Originally published on dinoclaire (27 July 2016).
Edited for My Trending Stories on (7 October 2016)

Does that statement even make sense? Perhaps not. Then again, a lot of things in life don’t make sense. But the title pretty much summarises what this post is going to be about.

I am going through a relapse. In late 2015, anxiety plunged. Anxiety left me very drained, and I was tired all the time. I realised that, for my own good, I had to cut some people out of my life because, in the long run, they would be causing a lot of damage. A few months ago, depression started going down, too. I stopped talking to a lot of people, and I rarely leave the house without my boyfriend (who went through a 12-week course about caregiving for loved ones with mental health issues) or family. My psychiatrist recommended transcranial magnetic stimulation because I haven’t been responding well to medication and psychotherapy.

At the same time, I’m the happiest I’ve ever been. The light at the end of the tunnel sometimes can’t be seen (if there’s even an end to this metaphorical tunnel of doom). It’s demoralising and it makes my resolve waver. But I have something I never had before. I’m not sure what it is. Insight? Reason? I don’t know.

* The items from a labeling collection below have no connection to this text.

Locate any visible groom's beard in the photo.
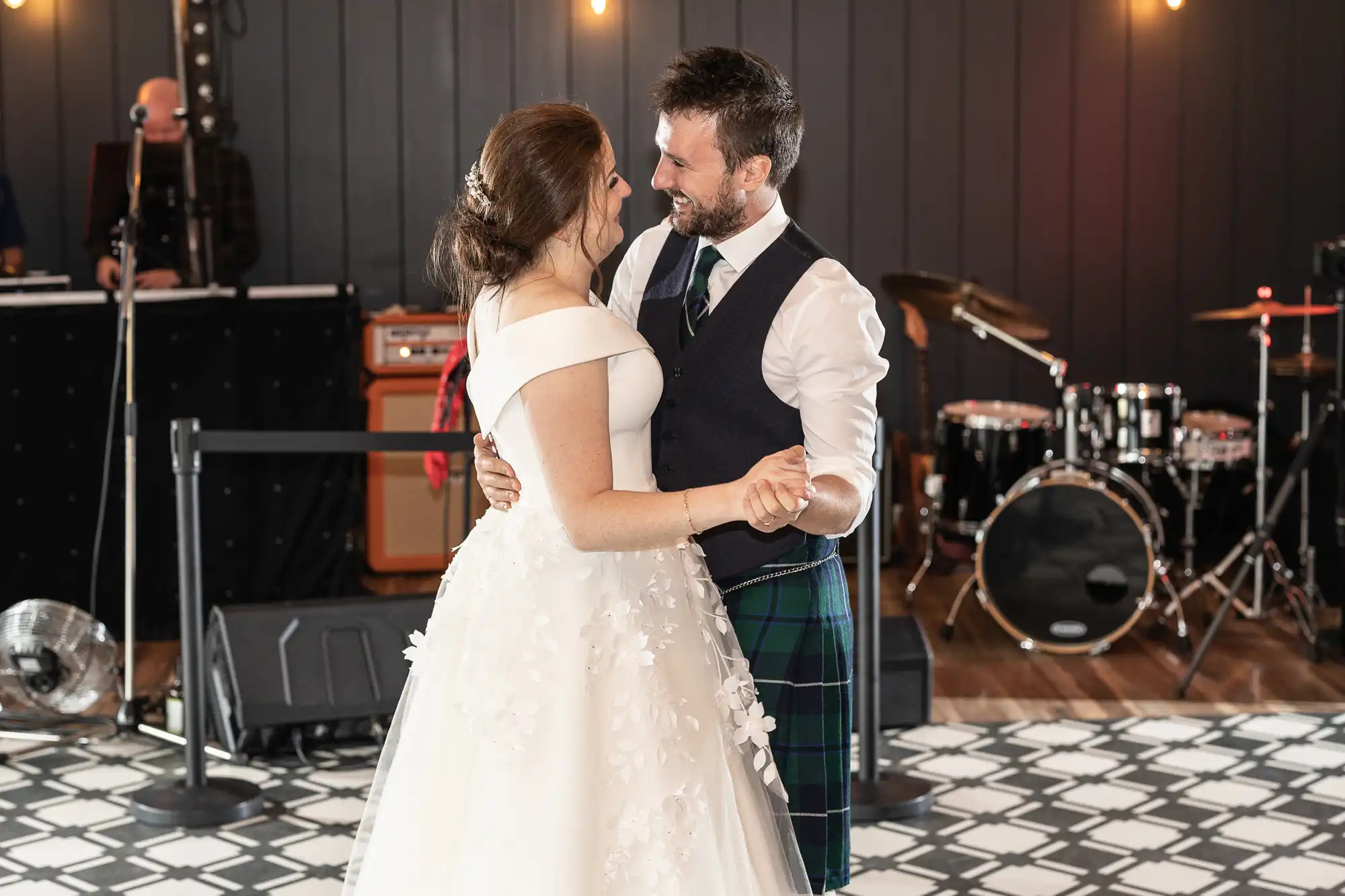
[663,179,748,239]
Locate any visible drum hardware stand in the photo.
[1243,309,1271,619]
[940,572,976,641]
[1150,559,1190,653]
[1177,379,1345,698]
[1298,284,1319,604]
[952,298,1069,414]
[907,474,943,607]
[1167,464,1201,581]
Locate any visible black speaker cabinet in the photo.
[854,616,933,731]
[204,595,434,755]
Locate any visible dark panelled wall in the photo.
[0,0,1345,426]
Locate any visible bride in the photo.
[344,104,812,896]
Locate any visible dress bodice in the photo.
[467,293,663,507]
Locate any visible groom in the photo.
[476,47,888,893]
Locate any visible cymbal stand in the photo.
[907,474,943,607]
[1298,284,1319,604]
[1243,313,1270,619]
[952,302,1069,393]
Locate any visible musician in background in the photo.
[0,173,27,277]
[85,78,260,289]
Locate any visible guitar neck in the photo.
[916,347,933,455]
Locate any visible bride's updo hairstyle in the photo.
[428,102,603,313]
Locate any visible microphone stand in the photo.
[117,102,149,729]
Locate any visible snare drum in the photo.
[1180,410,1255,470]
[935,401,1053,536]
[1096,382,1184,464]
[976,460,1163,654]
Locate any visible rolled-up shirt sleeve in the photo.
[785,261,888,538]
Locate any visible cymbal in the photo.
[1270,351,1336,379]
[1190,301,1336,320]
[880,270,1050,341]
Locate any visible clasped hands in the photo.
[473,433,816,532]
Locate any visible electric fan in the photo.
[0,599,117,744]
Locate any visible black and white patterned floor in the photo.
[0,715,1345,896]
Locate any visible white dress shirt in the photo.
[608,199,888,538]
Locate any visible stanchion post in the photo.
[130,418,264,827]
[850,417,933,822]
[172,418,206,787]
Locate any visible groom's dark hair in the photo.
[650,47,803,187]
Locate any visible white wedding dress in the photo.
[344,294,810,896]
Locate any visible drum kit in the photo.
[882,272,1336,655]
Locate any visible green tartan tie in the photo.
[679,246,724,348]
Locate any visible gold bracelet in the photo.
[682,489,701,536]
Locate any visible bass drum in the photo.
[976,460,1163,654]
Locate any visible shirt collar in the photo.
[695,196,790,273]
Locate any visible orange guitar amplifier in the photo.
[366,370,488,572]
[364,313,465,374]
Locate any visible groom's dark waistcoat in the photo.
[639,220,830,579]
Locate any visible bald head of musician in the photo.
[136,78,187,142]
[94,78,187,289]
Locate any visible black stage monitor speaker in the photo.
[204,595,434,756]
[853,616,933,731]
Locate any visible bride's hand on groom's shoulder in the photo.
[740,445,816,532]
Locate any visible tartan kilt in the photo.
[716,536,854,893]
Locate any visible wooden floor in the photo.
[128,568,1345,723]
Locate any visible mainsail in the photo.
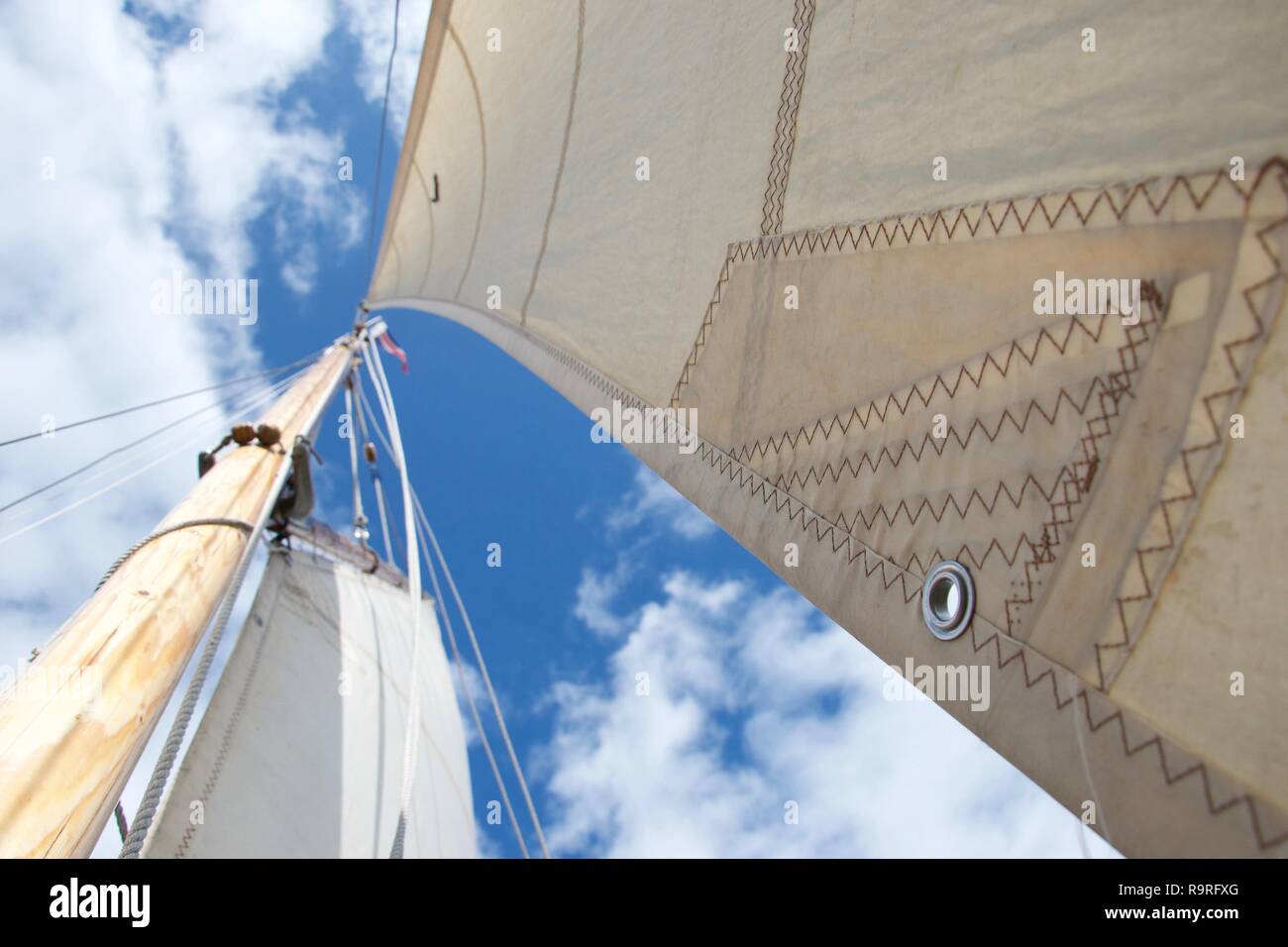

What I do know, is that I see how I am loved; I understand the lengths that those who love me would go through just to care for me; I’ve learned to tell who would make a genuine effort to be there with me, rather than for me. Most importantly, I no longer feel lonely.

I have always known that I was not alone, but I felt absolutely lonely. The sense of loneliness that haunted me for years started going away as I realised that what was missing wasn’t just people who were there to listen to me and make me laugh, only for me to go back to a state of anguish after the laughter had ceased. What was missing was somebody to hold my hand, walk with me, and push me forwards even if it upset me tremendously, because it’s for my own good.

What was missing was somebody to show me that I don’t need a full recovery to be happy. Recovery is not the same as cure - you don’t have to be cured to recover.

So, I am going through my worst and longest relapse, but I am the happiest I have ever been.